The effectiveness of UDCA has been proven in the treatment of not only primary biliary cirrhosis but also chronic viral hepatitis, in which the apoptotic death of hepatocytes induced by cytotoxic T lymphocytes (CTLs) is suggested to be involved. To elucidate immunologically why UDCA is effective, we investigated the effects of UDCA on T cell-mediated apoptosis of target cells using a Fas-expressing murine B lymphoma line as targets/antigen presenting cells (APCs) and a murine CD4⁺ - T cell hybridoma line with a defined antigen specificity as effector T cells. The B lymphoma cell line, A20-HL, expresses MHC class Ⅱ antigen and is capable of acting as antigen presenting cells (APCs), and the T hybridoma line, 3 DO 54.8, is known to exhibit strong cytotoxicity against APCs after specific antigen stimulation with chicken ovalbumin (OVA).
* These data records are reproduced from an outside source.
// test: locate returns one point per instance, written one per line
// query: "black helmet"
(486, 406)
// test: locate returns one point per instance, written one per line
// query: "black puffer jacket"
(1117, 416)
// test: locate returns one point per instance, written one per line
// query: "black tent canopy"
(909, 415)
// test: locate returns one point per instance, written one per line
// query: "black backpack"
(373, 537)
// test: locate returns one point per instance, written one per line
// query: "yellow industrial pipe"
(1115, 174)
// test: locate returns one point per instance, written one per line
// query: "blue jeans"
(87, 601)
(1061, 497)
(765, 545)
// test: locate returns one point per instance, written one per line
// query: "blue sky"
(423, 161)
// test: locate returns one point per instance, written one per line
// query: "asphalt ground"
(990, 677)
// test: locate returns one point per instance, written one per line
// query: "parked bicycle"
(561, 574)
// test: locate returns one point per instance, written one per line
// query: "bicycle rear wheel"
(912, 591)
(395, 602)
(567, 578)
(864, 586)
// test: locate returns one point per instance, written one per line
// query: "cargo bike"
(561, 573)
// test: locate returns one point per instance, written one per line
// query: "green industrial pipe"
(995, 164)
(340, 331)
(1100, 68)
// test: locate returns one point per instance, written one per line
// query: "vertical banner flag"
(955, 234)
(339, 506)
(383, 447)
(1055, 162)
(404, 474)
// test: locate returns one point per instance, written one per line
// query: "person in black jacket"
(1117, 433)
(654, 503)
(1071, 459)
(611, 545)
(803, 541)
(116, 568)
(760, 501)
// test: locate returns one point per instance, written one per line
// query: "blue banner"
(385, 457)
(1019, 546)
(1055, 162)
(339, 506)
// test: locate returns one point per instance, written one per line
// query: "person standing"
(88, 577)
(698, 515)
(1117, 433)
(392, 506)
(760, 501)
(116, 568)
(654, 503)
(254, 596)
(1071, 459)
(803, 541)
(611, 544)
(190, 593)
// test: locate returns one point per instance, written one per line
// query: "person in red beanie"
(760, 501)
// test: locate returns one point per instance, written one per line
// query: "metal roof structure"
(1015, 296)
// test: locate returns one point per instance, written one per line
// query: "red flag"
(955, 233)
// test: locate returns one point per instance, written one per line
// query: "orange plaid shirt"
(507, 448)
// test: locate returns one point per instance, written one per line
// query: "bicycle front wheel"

We used a synthetic OVA-oligopeptide, identical to the antigenic determinant for the OVA-specific T cells, as an antigen instead of the native OVA protein to exclude the influence of UDCA on APC function. The T cell-mediated cytotoxicity against APCs was investigated by conventional ⁵¹Cr release assay and DNA fragmentation assay. DNA fragmentation of APCs/target cells was observed after a 1-2h incubation period prior to the specific ⁵¹Cr release. FasL-mRNA in the effector cells was detected as early as 30 min after cocultiva- tion with APCs in the presence of OVA-peptide. UDCA suppressed the ⁵¹Cr release from target cells and also inhibited DNA fragmentation of target cells in a UDCA-dose depen- dent manner. In addition, mRNA synthesis of FasL in the effector T cells was suppressed by UDCA, although MHC class Ⅱ or Fas expression was not. Our study demonstrates that UDCA suppresses antigen-specific CD4⁺ - T cell-mediated target apoptosis by inhibiting the induction of FasL.